DR SANO: I am sorry, I cannot understand.
DR PIGULA: When you combine the two techniques of the RV-PA conduit with the advancement of the main pulmonary artery segment to the underside of the arch, has that presented any problems for you?
DR SANO: Thank you, Dr Pigula. No, there was no problem because the distal part of the PA reconstruction was done before the neoaorta was reconstructed. The space between the arch and the RV was small after direct anastomosis of the aortic arch, descending aorta, and pulmonary artery; however, I had no experience of left pulmonary artery stenosis.

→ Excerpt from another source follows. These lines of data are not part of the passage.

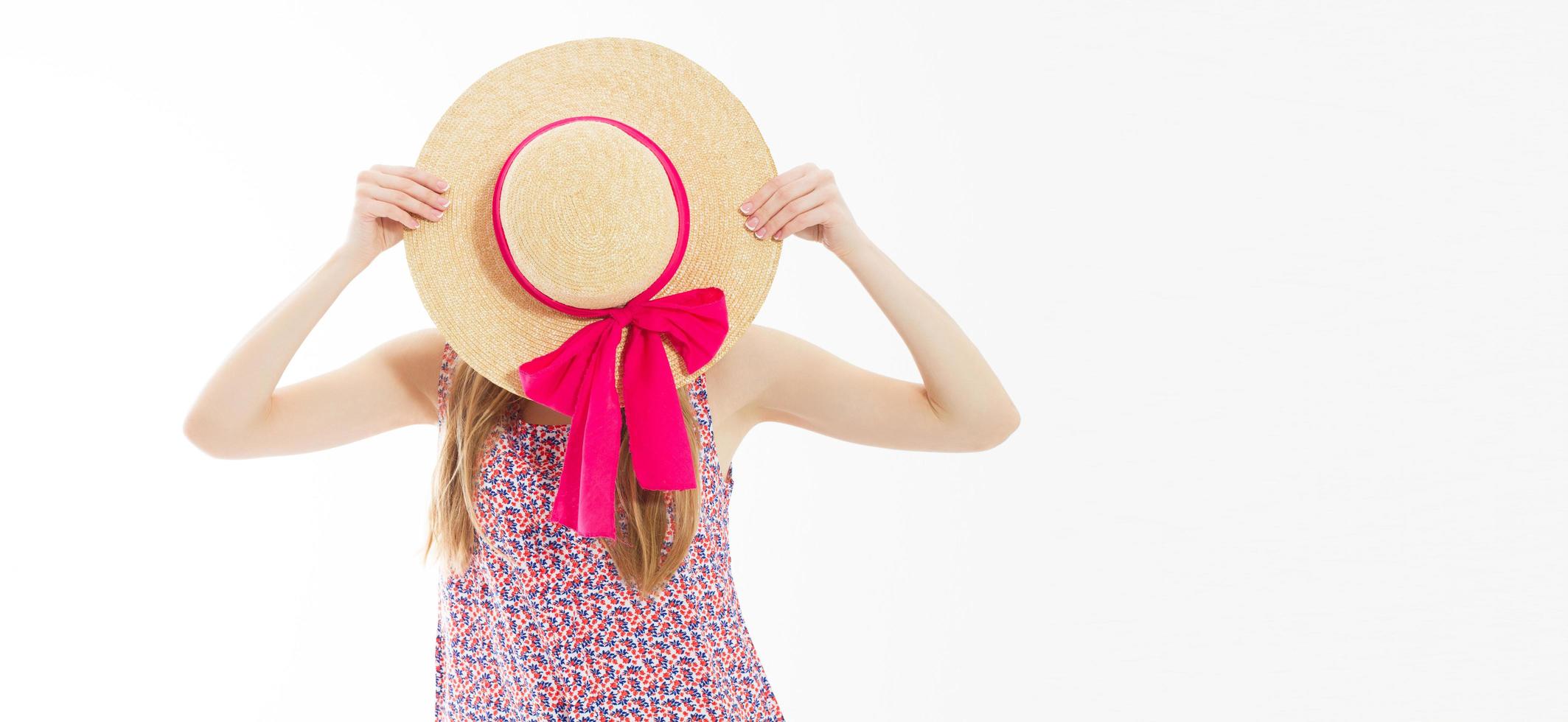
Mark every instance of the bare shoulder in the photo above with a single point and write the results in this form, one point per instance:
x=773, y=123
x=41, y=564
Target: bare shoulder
x=750, y=367
x=414, y=359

DR JAMES S. TWEDDELL (Milwaukee, WI): Just a question on the development of RV failure. Did you find any correlation between the development of RV failure and the size of the shunt you used? Would you propose some ideal shunt or conduit size?
DR SANO: The shunt size was different in each of the three centers. But in most of the patients, a shunt size was 5 mm.
In our initial series, we used a 4-mm PTFE shunt because I was worried about the high flow and the volume loaded to the RV. However, in these patients, the graft became obstructed very quickly. Two patients in our first series died suddenly because of hypoxemia.
The other centers where the 6-mm PTFE graft was used needed a much bigger ventriculotomy, and some of these patients demonstrated poor ventricular function and tricuspid regurgitation increased.
So we use a 4-mm PTFE graft in the patients weighing less than 2 kg, a 5-mm graft in the patients between 2.0 and 3.5 kg, and a 6-mm PTFE graft in the patients weighing more than 3.5 kg.